C’est en pleine nuit que Nicolas Hermann trouve l’inspiration. Dans la pénombre, le photographe français compose des récits mystiques s’affranchissant du concret pour sonder l’obscurité de notre imaginaire.
Le soleil se couche, les rêves s’emparent du réel. Les sculptures prennent vie, les lueurs des étoiles traçant des courbes sur la pierre. Les troncs se font serpents, et les fruits se teintent de nuances vénéneuses. Les silhouettes – anonymes, toujours – émergent de l’obscurité, figures spectrales, éclats d’un réel que l’on se plaît à oublier. C’est au cœur de cet univers, nourri par la littérature gothique de Bram Stocker et d’Edgar Allan Poe, l’expressionnisme de Fritz Lang ou encore le mysticisme de David Lynch qu’évolue Nicolas Hermann. Ancien agent immobilier, l’artiste visuel a naturellement transité vers le médium photographique lorsqu’il a réalisé son « besoin d’exprimer quelque chose de plus profond, de plus radical ». Un virage loin de l’ordinaire où ses sens et ses intuitions se répondent, ne pouvant plus s’appuyer sur des repères engloutis par la nuit noire.

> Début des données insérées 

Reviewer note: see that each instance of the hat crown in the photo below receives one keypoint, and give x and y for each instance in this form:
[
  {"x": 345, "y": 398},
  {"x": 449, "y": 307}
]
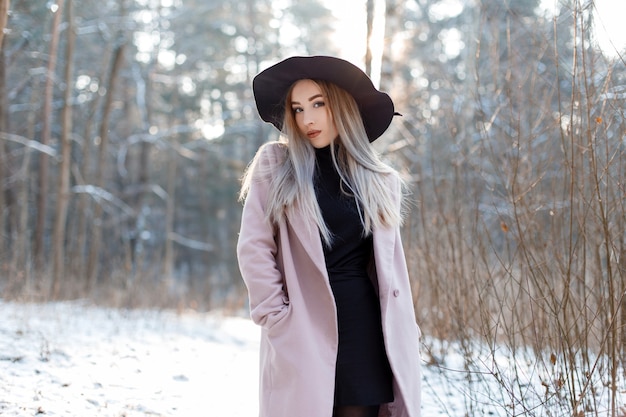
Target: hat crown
[{"x": 271, "y": 85}]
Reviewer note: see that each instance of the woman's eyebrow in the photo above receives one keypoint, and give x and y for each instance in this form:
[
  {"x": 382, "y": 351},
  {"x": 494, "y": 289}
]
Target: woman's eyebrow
[{"x": 310, "y": 99}]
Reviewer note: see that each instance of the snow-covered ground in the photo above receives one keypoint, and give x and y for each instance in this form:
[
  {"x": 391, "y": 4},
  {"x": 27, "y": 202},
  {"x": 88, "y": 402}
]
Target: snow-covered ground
[{"x": 73, "y": 359}]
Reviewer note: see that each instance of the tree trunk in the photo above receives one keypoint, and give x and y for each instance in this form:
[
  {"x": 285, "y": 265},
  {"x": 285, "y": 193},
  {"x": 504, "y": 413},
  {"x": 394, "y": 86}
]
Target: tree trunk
[
  {"x": 370, "y": 31},
  {"x": 42, "y": 196},
  {"x": 4, "y": 14},
  {"x": 92, "y": 265},
  {"x": 58, "y": 241},
  {"x": 3, "y": 155}
]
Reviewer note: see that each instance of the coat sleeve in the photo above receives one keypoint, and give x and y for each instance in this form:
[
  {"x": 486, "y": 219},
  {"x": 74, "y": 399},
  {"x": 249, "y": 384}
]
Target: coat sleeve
[{"x": 257, "y": 248}]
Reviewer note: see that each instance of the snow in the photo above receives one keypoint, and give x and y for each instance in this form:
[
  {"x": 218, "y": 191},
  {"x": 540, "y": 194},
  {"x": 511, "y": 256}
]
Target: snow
[{"x": 76, "y": 359}]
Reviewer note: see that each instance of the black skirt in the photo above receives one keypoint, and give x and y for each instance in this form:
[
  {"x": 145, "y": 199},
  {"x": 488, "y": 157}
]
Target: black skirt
[{"x": 363, "y": 375}]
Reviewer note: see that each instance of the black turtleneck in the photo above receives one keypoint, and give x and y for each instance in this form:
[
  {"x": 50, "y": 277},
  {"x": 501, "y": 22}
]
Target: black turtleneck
[{"x": 350, "y": 251}]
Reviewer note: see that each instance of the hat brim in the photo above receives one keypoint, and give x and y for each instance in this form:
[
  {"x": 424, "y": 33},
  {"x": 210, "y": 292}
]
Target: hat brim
[{"x": 271, "y": 85}]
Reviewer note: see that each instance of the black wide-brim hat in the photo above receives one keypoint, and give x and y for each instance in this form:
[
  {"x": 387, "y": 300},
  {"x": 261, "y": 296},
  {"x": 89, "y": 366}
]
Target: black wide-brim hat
[{"x": 270, "y": 89}]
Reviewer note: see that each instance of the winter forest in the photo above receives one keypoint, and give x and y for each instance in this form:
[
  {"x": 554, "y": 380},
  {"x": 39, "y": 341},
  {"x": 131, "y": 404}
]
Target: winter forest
[{"x": 125, "y": 127}]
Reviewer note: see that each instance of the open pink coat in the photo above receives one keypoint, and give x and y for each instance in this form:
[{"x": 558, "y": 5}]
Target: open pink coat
[{"x": 291, "y": 299}]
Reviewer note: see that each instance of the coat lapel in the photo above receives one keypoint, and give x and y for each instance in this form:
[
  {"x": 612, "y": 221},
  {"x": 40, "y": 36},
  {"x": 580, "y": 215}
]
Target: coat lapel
[
  {"x": 383, "y": 253},
  {"x": 308, "y": 234}
]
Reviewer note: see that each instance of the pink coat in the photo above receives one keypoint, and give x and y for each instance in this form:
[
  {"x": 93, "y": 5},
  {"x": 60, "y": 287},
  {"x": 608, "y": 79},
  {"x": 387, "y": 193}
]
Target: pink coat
[{"x": 291, "y": 299}]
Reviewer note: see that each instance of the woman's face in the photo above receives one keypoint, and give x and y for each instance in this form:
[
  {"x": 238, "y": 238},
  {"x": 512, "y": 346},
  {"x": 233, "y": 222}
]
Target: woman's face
[{"x": 311, "y": 113}]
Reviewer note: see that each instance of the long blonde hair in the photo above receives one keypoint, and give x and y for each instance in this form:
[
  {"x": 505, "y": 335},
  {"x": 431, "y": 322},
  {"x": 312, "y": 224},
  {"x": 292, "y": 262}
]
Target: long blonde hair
[{"x": 360, "y": 168}]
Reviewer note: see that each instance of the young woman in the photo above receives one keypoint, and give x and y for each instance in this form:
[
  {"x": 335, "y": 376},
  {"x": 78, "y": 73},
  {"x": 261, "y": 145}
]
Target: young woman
[{"x": 320, "y": 250}]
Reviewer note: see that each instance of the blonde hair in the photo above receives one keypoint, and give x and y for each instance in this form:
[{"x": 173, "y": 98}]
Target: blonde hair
[{"x": 362, "y": 172}]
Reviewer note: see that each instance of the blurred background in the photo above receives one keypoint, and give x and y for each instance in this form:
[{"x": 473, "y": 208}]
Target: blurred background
[{"x": 125, "y": 126}]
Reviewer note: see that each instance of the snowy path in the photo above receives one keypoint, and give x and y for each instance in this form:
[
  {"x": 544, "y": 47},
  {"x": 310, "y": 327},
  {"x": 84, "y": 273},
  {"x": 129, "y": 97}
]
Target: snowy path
[
  {"x": 64, "y": 359},
  {"x": 71, "y": 359}
]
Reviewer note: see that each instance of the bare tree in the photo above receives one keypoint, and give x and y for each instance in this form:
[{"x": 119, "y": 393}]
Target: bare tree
[
  {"x": 63, "y": 188},
  {"x": 46, "y": 126},
  {"x": 96, "y": 236},
  {"x": 4, "y": 13}
]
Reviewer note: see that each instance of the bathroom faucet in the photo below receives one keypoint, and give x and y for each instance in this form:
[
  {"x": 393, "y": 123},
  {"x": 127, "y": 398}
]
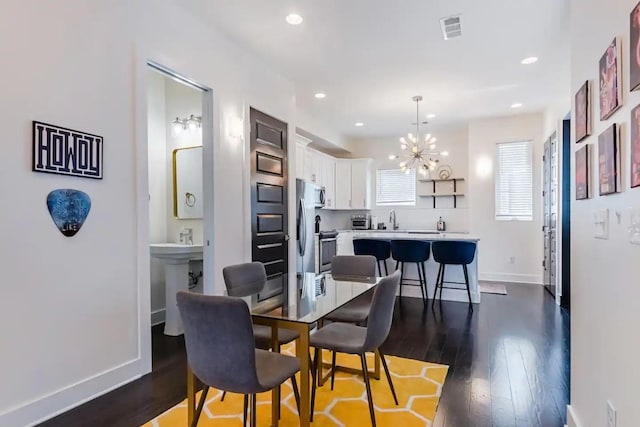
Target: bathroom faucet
[
  {"x": 186, "y": 236},
  {"x": 392, "y": 220}
]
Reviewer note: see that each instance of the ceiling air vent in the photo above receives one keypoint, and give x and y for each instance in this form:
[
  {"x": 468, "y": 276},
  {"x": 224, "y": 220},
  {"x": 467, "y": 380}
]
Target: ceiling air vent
[{"x": 451, "y": 27}]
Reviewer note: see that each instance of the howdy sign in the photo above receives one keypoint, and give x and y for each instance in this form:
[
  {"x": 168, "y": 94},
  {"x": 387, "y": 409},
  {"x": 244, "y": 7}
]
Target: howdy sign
[{"x": 67, "y": 152}]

« J’invite le public à plonger dans une sphère où les êtres et les objets sont transfigurés, où les repères familiers sont réinterprétés. Cette démarche donne naissance à des œuvres qui provoquent la réflexion personnelle et éveille les émotions, créant des ponts avec des mémoires ancestrales. J’entends immerger le·a specteurice dans une expérience captivante, le·a guidant vers une réflexion approfondie sur notre connexion au monde et à autrui », confie-t-il. Une réflexion qu’il développe à travers des œuvres hybrides où se conjuguent images fixes et en mouvement et installations sonores. Là, immergé·es dans cette sphère créative d’où s’échappent des fragments d’imaginaires, des bribes d’émotions, les regardeur·ses ne peuvent que questionner leur propre perception.
S’arracher de ses repères
Un arbre millénaire aux branches nues, un sanctuaire déserté, un éclairage cramoisi s’échappant d’une fenêtre… Dans les photographies de Nicolas Hermann, on ne trouve que des suppositions, des ébauches de narration nous invitant à entamer notre propre errance. Inspiré par le concept de « l’instant nuital », imaginé par la philosophe Baldine Saint Girons – qui évoque l’éclat de la nuit et entend éveiller l’idée du destin – l’artiste « [s]’immisce dans les mythes, le nocturne et le cosmos pour en manifester l’essence transcendantale, au-delà du tangible ». Du crépuscule, il retient les nuances subtiles, aux frontières d’un monochrome venant trancher l’enveloppe du réalisme pour convoquer l’introspection. Puis, il déchire l’obscurité totale à coup d’éclairages artificiels et révèle « la vibrance des couleurs cachées, créant des images qui naviguent entre le rêve, le fantastique et le fantasmagorique ».
Au détour de ses voyages – qu’il perçoit comme « des catalyseurs de découvertes et de surprises » – l’auteur s’arrache de ses repères et laisse l’état d’éveil propre à la découverte d’un espace prendre le pas sur la raison. Là, dans ces territoires inconnus, il déambule, se perd, laisse le hasard guider ses pas – vers les autres, vers le mystère. Des rencontres de minuit aux errances guidées par les astres, Nicolas Hermann ne cesse de capter les résonances de chimères qui ne se révèlent qu’à la nuit tombée. Celles qui murmurent leurs histoires sur son passage et hantent ses pas comme son esprit. Ses « médiateurices, muses ou conteur·ses qui affinent [s]a vision et [s]on expression des scènes capturées ». Ce n’est que nourri par ces interactions qu’il compose ensuite des récits nébuleux d’où s’échappent quelques lueurs – le reflet d’un flash sur une boule à facette, les écailles d’une carpe ou l’œil orangé d’un perroquet. Et ce sont ces miroitements qui saisissent notre inconscient pour mieux l’ancrer dans ces terres paradoxales. Captant notre regard, ils éclairent un chemin dans les méandres d’une pénombre pleine de promesses, comme un avant-goût du plaisir que l’on prendra à s’y perdre.
Nicolas Hermann présentera Les rêves ont-ils des titres ?, fruit d’un travail artistique réalisé dans le cadre de la résidence Ardelim, le 17 mai 2024 à l’église Saint-Étienne de Beaugency (45).